From Magnus Hagander
Subject Re: [HACKERS] Proposal for changes to recovery.conf API
Date
Msg-id CABUevEw4AbWEd85ZeKxyZ+r+c1z9KQ96XUV_=i1akKhH45xeUg@mail.gmail.com
Whole thread Raw
In response to Re: [HACKERS] Proposal for changes to recovery.conf API  (Tom Lane <tgl@sss.pgh.pa.us>)
Responses Re: [HACKERS] Proposal for changes to recovery.conf API  (Bruce Momjian <bruce@momjian.us>)
List pgsql-hackers


On Sat, Dec 17, 2016 at 10:34 PM, Bruce Momjian <bruce@momjian.us> wrote:
On Sat, Dec 17, 2016 at 02:52:41PM +0100, Magnus Hagander wrote:
>     The point is that the documentation about the recovery.conf changes in
>     Postgres are only interesting to people migrating to Postgres 10, i.e.
>     this is not quality documentation for someone going from Postgres 10 to
>     Postgres 11.
>
>
>
> They will also be interesting to people going from 9.4 to 11, or from 9.3 to
> 12. Or from 9.5 to 13.
>
> They only become uninteresting when we stop supporting 9.6 which is the last
> version that didn't have that functionality. 

No, they become uninteresting to anyone who has passed Postgres 10.  I
would argue they are still required to be around even after we stop
supporting Postgres 9.6 because we know everyone will not upgrade off of
supported releases once we stop supporting them.  This means we can
effectively never remove the information.
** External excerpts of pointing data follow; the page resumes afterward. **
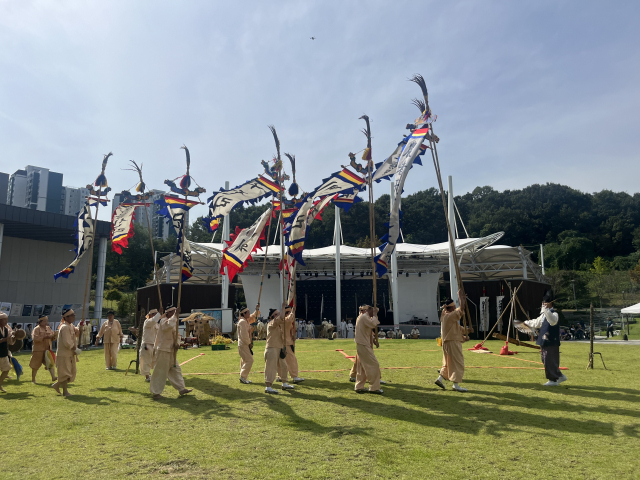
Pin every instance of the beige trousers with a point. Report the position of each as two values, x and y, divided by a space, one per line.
452 361
368 368
354 369
111 354
271 357
146 359
246 360
164 368
288 365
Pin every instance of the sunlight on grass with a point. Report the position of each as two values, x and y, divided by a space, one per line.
504 426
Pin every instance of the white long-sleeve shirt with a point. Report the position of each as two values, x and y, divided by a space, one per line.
150 329
552 318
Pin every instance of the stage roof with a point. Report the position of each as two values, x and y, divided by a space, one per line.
480 259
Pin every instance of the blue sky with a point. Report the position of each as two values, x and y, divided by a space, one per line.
525 92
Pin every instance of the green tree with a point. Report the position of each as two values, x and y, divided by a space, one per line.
113 295
599 277
118 282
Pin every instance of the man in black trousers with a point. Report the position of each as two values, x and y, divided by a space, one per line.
549 340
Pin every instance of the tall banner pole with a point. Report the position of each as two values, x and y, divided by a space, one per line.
87 283
372 221
336 235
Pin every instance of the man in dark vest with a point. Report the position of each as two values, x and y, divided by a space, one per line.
549 340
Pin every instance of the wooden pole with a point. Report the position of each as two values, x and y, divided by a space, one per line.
590 365
184 239
436 164
372 222
504 310
153 255
266 251
87 285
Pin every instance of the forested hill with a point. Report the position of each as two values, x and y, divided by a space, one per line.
575 227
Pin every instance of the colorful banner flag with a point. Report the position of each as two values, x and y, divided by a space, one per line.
242 245
175 209
385 170
342 182
411 150
122 226
347 201
84 225
222 202
319 206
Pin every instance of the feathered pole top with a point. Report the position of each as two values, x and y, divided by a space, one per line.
125 195
101 181
185 181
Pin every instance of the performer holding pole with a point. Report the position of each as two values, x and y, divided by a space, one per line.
453 335
549 340
42 337
66 353
372 219
290 363
245 343
368 366
166 367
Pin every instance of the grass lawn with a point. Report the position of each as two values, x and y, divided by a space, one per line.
506 426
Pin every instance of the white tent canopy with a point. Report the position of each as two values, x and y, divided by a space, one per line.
632 310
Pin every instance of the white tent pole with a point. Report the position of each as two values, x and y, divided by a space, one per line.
225 278
393 275
337 232
453 280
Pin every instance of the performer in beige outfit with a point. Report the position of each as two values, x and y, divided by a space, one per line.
42 337
149 333
85 334
165 364
66 352
7 338
290 363
368 366
111 330
273 349
245 342
453 334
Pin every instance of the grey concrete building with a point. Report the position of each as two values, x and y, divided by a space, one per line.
36 188
34 245
4 188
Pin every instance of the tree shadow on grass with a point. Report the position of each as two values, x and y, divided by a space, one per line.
454 412
90 400
601 393
16 395
208 408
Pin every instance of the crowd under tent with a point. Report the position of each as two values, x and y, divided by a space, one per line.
422 279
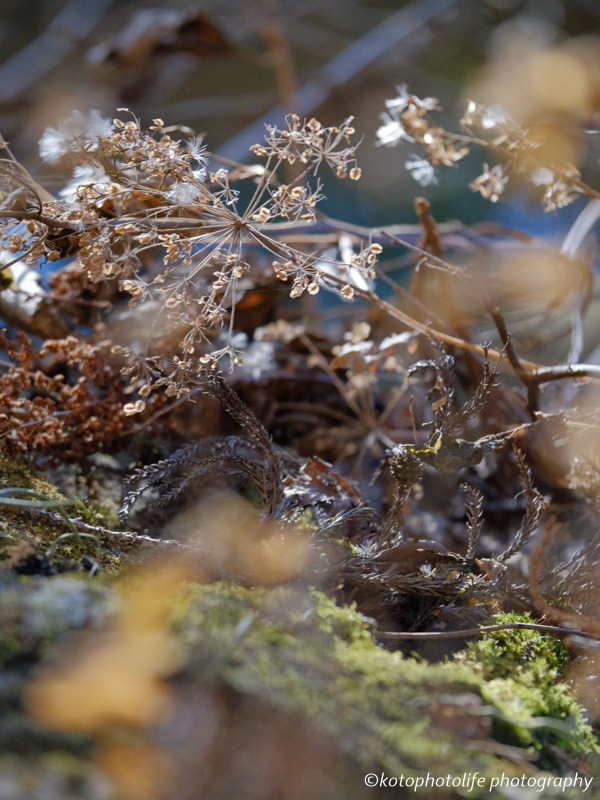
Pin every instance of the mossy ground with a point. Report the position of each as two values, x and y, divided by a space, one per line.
287 665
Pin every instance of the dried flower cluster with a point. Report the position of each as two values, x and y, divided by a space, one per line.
145 214
518 149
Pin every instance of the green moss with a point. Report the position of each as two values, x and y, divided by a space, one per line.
521 674
300 652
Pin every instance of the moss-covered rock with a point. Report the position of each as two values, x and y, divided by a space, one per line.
287 678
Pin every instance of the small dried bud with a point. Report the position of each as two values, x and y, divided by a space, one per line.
129 409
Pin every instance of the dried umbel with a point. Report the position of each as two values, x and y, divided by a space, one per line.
150 215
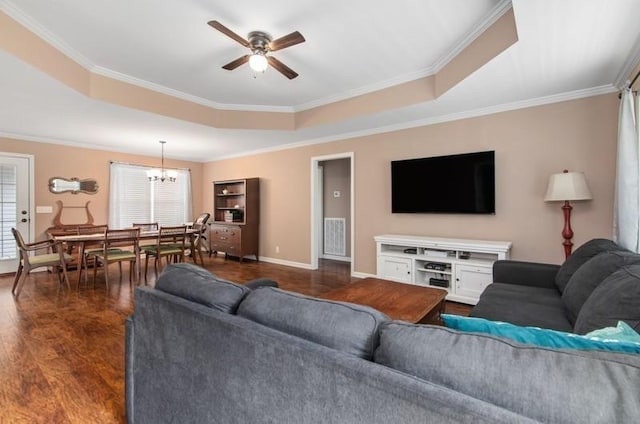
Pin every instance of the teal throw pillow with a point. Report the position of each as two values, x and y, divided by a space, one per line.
538 336
620 332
This is true, but I think it's also safe to say that it's acceptable that if you are upgrading from an unsupported version you need to read more than one set of documentation -- one set to get to a supported one, and one get on from there.
 
Right now if you migrate from Postgres 8.0 to Postgres 9.6, all the
information you need is in the 9.6 documentation.  If you were to remove
migration details from 8.4 to 9.0 they would have to look at the 9.0
docs to get a full picture of how to migrate.

In fairness, all the information you need is definitely not in the documentation. You have all the release notes, that is true. But for a lot of people and in the case of a lot of features, that is not at all enough information. But it's true in the sense that it's just as much information as you would've had if you'd done the incremental steps of upgrading, because we didn't purge anything.

 
Again, I am fine putting this as a subsection of the release notes, but
let's not pretend it is some extra section we can remove in five years.

Depends on what we decide to do about it, but sure, it could certainly turn into another section that we keep around (whether as part of the release notes, or as a separate "upgrade steps" section or something).